Wer den Gewinn um eine Million Euro steigern oder zehn Kilogramm abnehmen will, befindet sich im klassischen „Ziel-Modus“. Kurzfristig kann er damit sogar auch erfolgreich sein. Ein hartes Cost-Cutting oder schlicht Personalabbau wird den Profit ziemlich sicher steigern. Und eine harte Diät für die nächsten drei Monate wird gewiss die gewünschte Gewichtsreduktion bringen. Allerdings garantieren solche Maßnahmen keine langfristigen Erfolge. Solange das System in seiner Gänze nicht korrigiert wird, wird es höchstwahrscheinlich zu einem Jo-Jo-Effekt kommen. Wer auch nachhaltig erfolgreich sein will, sollte besser den „System-Modus“ wählen und in kleinen Schritten, aber konsistent am Unternehmen arbeiten (respektive seine Ernährung umstellen und mit Sport anfangen).

Wer einmal ein System hat und dieses noch verbessern möchte, der sollte am besten die Regeln des Systems permanent kritisch reflektieren und zugleich in die Verbesserung der Kernstärken des Systems investieren.
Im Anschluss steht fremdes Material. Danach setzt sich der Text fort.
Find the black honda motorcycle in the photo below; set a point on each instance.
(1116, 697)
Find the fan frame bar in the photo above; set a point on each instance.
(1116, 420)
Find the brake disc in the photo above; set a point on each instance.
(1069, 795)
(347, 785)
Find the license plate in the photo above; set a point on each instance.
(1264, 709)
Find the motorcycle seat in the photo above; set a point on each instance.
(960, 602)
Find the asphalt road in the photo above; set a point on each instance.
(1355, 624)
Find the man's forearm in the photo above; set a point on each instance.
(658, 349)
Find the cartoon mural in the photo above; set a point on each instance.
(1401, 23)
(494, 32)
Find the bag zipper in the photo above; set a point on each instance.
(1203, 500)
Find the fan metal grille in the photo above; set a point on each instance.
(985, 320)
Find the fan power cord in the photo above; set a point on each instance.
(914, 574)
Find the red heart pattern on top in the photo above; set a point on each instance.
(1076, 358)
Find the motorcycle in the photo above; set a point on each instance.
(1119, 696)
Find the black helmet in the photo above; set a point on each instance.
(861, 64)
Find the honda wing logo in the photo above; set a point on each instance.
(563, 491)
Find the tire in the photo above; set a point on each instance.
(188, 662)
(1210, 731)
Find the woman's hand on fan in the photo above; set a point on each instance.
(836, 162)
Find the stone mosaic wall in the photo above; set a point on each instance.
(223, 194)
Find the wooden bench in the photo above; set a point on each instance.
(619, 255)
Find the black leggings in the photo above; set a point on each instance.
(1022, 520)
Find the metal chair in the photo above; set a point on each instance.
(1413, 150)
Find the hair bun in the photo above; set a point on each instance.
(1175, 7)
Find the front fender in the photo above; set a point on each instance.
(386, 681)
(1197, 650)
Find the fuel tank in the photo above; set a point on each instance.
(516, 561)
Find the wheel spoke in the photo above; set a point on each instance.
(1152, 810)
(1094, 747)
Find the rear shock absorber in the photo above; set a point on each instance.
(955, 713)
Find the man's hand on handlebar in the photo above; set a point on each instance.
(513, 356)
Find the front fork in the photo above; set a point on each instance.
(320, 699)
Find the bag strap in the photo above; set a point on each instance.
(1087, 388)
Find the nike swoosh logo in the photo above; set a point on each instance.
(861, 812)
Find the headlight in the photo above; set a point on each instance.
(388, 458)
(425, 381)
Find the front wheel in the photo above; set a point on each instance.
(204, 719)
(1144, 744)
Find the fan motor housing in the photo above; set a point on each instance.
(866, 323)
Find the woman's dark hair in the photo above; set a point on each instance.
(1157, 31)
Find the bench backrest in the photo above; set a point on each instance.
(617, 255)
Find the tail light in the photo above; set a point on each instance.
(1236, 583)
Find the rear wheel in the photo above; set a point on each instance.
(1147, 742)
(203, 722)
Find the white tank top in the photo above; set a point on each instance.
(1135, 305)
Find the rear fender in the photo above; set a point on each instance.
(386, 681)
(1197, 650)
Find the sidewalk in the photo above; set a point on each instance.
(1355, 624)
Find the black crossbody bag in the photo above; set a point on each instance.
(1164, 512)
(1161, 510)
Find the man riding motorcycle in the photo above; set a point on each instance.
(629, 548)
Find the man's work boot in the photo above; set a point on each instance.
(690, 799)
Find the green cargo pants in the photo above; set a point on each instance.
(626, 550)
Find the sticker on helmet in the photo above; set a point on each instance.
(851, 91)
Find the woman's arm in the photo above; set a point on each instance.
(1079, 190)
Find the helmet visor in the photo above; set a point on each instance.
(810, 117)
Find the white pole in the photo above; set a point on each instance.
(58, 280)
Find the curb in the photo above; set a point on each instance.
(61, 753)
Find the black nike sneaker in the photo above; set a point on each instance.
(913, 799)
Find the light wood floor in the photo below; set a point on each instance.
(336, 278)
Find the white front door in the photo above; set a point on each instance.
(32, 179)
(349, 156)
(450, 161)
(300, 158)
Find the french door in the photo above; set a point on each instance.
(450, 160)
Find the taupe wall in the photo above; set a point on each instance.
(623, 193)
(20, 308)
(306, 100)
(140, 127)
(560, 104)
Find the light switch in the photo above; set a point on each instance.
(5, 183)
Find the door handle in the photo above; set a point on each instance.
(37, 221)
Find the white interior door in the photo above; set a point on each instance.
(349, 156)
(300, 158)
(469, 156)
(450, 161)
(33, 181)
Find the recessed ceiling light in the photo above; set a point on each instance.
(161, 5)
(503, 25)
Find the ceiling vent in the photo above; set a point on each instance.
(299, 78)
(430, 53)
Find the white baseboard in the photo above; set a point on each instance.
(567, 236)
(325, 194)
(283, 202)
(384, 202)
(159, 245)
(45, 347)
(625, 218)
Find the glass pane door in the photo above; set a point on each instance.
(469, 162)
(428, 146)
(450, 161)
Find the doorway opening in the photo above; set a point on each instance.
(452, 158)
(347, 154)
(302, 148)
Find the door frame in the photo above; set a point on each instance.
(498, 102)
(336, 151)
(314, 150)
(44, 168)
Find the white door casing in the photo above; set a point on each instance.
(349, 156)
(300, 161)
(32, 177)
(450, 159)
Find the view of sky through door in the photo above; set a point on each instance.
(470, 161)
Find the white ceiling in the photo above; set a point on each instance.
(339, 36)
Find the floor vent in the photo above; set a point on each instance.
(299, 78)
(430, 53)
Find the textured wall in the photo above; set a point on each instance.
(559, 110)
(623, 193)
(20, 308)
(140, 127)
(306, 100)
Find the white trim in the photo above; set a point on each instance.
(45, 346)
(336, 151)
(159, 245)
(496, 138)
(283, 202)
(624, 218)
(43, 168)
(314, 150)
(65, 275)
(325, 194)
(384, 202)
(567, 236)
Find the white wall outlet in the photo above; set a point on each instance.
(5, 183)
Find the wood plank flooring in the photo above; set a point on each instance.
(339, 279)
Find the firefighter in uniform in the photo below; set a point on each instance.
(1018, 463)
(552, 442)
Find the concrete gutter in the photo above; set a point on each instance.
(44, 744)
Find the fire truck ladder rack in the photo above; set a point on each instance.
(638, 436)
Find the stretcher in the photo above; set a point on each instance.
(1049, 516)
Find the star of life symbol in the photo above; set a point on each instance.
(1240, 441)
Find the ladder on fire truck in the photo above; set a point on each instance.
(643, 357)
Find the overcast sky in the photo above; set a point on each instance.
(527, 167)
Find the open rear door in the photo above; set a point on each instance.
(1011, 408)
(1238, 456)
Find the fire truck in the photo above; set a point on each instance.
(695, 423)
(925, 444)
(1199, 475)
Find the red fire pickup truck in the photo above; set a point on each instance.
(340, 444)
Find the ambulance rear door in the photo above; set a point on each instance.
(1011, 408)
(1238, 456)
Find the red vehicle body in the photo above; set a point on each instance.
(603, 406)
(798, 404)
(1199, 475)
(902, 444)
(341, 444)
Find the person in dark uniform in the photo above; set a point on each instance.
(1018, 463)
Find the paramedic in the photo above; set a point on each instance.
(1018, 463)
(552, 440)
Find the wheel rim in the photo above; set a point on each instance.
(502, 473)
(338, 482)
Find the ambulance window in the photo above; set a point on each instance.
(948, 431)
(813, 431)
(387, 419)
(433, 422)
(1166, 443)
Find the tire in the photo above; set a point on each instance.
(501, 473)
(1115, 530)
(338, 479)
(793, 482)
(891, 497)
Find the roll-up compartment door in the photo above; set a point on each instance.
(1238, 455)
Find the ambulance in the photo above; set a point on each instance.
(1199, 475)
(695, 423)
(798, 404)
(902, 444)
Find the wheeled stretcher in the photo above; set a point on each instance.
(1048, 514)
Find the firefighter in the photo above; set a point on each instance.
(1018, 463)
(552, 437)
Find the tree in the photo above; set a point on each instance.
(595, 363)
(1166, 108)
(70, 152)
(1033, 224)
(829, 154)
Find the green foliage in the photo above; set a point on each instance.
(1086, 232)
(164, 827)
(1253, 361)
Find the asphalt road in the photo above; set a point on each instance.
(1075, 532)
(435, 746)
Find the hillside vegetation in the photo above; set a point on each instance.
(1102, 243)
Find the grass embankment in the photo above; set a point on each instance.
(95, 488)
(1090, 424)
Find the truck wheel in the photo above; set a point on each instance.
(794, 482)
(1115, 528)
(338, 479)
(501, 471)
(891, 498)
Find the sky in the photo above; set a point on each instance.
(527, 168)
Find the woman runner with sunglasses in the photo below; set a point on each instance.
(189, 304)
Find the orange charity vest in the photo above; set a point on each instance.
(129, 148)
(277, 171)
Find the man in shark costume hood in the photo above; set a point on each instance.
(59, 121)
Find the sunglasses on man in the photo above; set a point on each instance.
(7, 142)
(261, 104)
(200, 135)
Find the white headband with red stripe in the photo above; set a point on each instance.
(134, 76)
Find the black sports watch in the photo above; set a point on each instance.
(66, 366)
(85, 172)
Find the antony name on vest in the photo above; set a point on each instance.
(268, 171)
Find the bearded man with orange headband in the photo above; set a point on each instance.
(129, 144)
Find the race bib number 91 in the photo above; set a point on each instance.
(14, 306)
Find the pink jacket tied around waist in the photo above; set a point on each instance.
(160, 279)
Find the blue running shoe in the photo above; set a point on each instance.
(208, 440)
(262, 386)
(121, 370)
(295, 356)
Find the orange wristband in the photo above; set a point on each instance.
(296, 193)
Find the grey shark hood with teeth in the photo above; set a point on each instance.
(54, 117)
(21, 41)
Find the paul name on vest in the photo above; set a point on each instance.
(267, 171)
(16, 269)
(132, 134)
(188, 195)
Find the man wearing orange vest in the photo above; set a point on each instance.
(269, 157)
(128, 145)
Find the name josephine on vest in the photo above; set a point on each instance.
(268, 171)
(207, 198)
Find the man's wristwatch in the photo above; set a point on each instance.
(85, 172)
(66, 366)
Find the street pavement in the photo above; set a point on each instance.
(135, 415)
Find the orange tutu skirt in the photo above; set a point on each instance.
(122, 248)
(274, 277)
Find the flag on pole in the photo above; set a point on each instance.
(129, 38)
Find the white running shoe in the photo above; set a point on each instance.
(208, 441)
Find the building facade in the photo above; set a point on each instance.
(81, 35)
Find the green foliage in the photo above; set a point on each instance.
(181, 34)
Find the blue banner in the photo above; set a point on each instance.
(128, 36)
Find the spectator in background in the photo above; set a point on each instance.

Oder wie der US-Autor, Berater und Vortragsredner Darren Hardy sagt:

„It's not the big things that add up in the end; it's the hundreds, thousands, or millions of little things that separate the ordinary from the extraordinary.”

Wie Sie das Gewöhnliche vom Außergewöhnlichen effektiv unterscheiden können, das möchte ich Ihnen in der nächsten Ausgabe der Thoughts for Leaders erklären. 

Bis dahin viel Erfolg und gute Systeme :)

Georgiy Michailov Managing Partner Dipl.-Volkswirt, B.M. (TSUoE)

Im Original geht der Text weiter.